Начало "Нидаль и Наташа" здесь
– Ты знаешь, что из Волгограда меня отправили в университет на Ставрополье, и на второй же день я испытал настоящий шок в общежитии. В крови у меня кипел марксизм: социальная справедливость и борьба пролетариата, и равное распределение благ; ещё в Палестине я мечтал повесить на стену фотографию Ленина, у нас это не принято и опасно… И вот днём заходит тот русский студент, с которым я делил комнату, и начинает насмехаться над фотографией, и делает мне знаки, чтобы я выбросил её в туалет, а потом, не дождавшись моей реакции, сам сорвал её и кинул в окно, выходящее на склон горы. Не помня себя, я выскочил из комнаты и начал искать её под деревьями. Окна смотрят на гору Бештау, страшную и великолепную, – она вся заросла густым лесом, и ветки касаются стен общежития… Летом здание купается в зелени и горячих ветерках, и сидящему на крыльце кажется, будто это рай. С приходом осени вся листва желтеет, и начинаются дожди и туманы, из тумана торчат голые ветки, и вόроны громко каркают на деревьях. А потом снегопады, и горы белеют от вершин до подножья, пять лет я наблюдал эту смену сезонов, и она на меня оказывала сильное воздействие. Короче говоря, фотографию я тогда не нашёл, но в процессе поисков познакомился с шейхом – стариком без ноги, на костылях, он собирал под окнами бутылки, которые выбрасывали иностранные студенты. С ним конкурировал ещё один человек, телесно здоровый, и я удивился: неужели бедность в этом городе такова, что иным промыслом не прожить? Отчаявшись найти мою картинку, я направился в центр города, и вот на площади меня встречает памятник Ленину, перед которым я невольно склонил голову. У пьедестала лежали букеты цветов… Оттуда я пошёл в городской парк, где было много разных скульптур и аттракционов, и танцевальный зал, и шахматный клуб, и небольшой театр, и кино под открытым небом, в нём, когда стемнеет, показывали фильм на единственном сеансе. Город казался изящным, чистым, простым, да нет – очаровательным, вот слово! Его пересекала небольшая река с прозрачной водой, на которую так романтично садились белые птицы. И всё это окружали большие и малые зелёные горы, придавая картине завершённость. Был конец лета, и всё – как бы на своей вершине. Я погулял возле статуй, перешёл через мост, через ещё один, постоял на пристани, к которой причаливали красивые речные суда, и сказал про себя: «Будь благословенна, Россия!»
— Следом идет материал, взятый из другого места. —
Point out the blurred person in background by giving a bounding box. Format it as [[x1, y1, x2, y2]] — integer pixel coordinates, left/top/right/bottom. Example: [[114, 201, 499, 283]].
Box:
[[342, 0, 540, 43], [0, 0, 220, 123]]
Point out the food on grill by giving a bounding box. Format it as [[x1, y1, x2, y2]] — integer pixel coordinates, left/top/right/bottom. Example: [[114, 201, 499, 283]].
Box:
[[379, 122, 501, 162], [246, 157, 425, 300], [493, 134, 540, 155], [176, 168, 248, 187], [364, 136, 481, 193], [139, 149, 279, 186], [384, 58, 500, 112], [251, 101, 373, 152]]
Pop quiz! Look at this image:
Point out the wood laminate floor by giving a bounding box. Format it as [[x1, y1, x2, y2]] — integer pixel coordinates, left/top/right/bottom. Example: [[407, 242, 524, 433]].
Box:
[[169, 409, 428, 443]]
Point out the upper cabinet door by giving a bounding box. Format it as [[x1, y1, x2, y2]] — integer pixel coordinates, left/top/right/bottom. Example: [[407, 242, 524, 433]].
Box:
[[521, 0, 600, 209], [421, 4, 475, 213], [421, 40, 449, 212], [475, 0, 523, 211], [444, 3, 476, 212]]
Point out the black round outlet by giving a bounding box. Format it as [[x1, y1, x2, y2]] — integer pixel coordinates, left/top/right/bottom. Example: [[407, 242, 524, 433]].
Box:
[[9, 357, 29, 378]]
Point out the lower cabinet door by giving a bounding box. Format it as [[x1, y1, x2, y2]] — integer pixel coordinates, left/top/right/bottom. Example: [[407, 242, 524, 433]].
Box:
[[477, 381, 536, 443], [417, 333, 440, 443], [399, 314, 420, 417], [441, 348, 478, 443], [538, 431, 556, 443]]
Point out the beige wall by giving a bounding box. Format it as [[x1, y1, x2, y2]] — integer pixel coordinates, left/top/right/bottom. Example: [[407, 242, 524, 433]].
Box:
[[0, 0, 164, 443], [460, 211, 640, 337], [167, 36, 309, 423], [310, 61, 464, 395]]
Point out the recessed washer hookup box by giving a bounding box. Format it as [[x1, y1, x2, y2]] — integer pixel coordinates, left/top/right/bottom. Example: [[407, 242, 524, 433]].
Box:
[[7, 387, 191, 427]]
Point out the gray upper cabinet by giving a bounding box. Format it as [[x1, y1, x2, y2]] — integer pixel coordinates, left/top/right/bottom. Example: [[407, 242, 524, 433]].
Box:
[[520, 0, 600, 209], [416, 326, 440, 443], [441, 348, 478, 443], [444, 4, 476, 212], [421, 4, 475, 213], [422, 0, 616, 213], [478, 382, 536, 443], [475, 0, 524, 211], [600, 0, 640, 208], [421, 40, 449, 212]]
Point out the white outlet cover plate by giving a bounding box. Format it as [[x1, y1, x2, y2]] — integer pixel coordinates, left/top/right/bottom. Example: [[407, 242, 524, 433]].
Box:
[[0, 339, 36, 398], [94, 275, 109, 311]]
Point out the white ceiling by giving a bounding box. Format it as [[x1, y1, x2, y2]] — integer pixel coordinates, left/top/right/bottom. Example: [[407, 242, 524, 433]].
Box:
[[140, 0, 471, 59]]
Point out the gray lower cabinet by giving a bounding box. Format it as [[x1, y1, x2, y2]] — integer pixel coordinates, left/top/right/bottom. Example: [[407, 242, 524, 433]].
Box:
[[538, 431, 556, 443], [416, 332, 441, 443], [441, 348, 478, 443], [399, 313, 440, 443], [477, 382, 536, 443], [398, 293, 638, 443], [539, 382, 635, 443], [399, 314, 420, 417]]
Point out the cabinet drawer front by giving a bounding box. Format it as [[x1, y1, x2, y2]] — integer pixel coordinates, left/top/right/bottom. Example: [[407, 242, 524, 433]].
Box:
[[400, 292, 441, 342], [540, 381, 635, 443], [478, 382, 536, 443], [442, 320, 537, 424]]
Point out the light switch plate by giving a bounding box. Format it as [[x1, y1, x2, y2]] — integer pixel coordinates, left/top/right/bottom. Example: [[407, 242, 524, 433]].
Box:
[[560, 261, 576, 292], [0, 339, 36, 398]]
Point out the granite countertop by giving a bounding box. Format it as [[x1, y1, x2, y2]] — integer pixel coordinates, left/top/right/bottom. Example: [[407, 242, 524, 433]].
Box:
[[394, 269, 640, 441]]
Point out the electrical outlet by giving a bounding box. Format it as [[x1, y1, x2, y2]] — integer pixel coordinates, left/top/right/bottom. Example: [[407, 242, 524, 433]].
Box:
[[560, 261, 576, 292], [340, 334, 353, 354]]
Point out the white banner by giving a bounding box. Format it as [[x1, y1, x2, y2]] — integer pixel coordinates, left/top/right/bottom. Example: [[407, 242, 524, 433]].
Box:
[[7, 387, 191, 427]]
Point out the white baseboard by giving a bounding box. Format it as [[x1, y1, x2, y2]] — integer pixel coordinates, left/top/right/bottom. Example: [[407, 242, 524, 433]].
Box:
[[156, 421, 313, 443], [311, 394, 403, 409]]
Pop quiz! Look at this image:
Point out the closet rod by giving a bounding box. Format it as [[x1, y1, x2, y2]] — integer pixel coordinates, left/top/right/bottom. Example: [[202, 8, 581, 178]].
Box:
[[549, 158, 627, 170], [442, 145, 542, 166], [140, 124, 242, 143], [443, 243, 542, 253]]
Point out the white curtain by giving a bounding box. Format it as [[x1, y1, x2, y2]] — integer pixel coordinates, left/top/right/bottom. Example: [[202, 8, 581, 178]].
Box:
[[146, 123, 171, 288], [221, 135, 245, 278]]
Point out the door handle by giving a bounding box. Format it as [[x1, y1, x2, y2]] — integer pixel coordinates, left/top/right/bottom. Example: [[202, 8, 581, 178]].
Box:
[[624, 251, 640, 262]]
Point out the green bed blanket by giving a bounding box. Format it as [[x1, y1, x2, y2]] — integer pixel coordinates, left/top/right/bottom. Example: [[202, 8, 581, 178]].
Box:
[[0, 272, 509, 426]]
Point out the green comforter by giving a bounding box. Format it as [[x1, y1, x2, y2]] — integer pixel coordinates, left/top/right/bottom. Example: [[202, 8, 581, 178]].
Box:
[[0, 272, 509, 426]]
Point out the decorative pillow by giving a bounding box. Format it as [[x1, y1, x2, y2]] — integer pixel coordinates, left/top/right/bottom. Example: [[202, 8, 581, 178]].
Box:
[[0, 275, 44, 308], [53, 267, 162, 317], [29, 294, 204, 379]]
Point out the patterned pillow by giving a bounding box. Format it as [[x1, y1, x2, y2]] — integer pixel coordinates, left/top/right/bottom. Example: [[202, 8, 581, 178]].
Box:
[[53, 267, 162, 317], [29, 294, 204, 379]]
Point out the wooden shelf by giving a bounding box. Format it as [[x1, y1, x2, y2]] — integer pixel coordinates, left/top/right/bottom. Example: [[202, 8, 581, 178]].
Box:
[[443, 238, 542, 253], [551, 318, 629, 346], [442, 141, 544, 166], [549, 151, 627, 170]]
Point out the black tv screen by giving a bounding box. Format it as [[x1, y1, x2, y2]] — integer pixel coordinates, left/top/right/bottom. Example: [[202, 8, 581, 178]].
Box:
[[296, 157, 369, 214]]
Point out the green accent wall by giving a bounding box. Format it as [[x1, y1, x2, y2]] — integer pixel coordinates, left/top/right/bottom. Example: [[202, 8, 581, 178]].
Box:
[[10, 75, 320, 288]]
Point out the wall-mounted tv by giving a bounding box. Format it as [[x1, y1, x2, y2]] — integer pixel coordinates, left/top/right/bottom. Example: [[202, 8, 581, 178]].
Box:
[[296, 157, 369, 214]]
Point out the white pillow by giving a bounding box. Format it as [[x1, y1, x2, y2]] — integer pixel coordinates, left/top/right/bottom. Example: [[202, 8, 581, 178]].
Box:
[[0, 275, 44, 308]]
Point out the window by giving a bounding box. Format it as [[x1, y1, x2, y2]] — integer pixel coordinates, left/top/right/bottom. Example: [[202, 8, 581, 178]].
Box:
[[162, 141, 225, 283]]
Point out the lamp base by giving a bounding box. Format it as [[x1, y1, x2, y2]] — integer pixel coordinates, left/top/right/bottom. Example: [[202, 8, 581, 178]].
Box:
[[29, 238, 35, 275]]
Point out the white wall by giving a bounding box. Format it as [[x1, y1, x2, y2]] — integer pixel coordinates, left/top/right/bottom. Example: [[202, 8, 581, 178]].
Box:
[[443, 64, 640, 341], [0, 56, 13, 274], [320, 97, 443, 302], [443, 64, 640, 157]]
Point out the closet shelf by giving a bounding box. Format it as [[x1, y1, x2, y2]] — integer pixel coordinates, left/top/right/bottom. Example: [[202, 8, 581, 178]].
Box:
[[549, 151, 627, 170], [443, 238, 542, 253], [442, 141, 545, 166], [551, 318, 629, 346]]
Ближе к вечеру я отправился за продуктами, сначала в магазин с вывеской «Молоко. Хлеб» – но там работала только одна женщина за кассой, а к ней стояла очередь человек в двадцать, начинавшаяся на улице. Я двинулся дальше и зашёл в большой продовольственный супермаркет, однако полки его были пустые, а в продаже имелись только сардины, яйца и печенье. В другом месте я увидел около тридцати продавцов, торгующих с уличных прилавков, но из еды там был только солёный шпик. Я искал овощи и фрукты, и меня отправили на частный, не государственный рынок. Там продавались виноград и яблоки, гранаты, орехи, горячие пирожки. Продавцы – я позже узнал – были азербайджанцы, евреи, черкесы; люди с густыми чёрными усами и очень азиатской суровой внешностью. Цены сомнительные: одни только богачи могут там покупать, но кто же эти богачи, интересно?
– А это твои любимые коммунисты! – Наташа расхохоталась.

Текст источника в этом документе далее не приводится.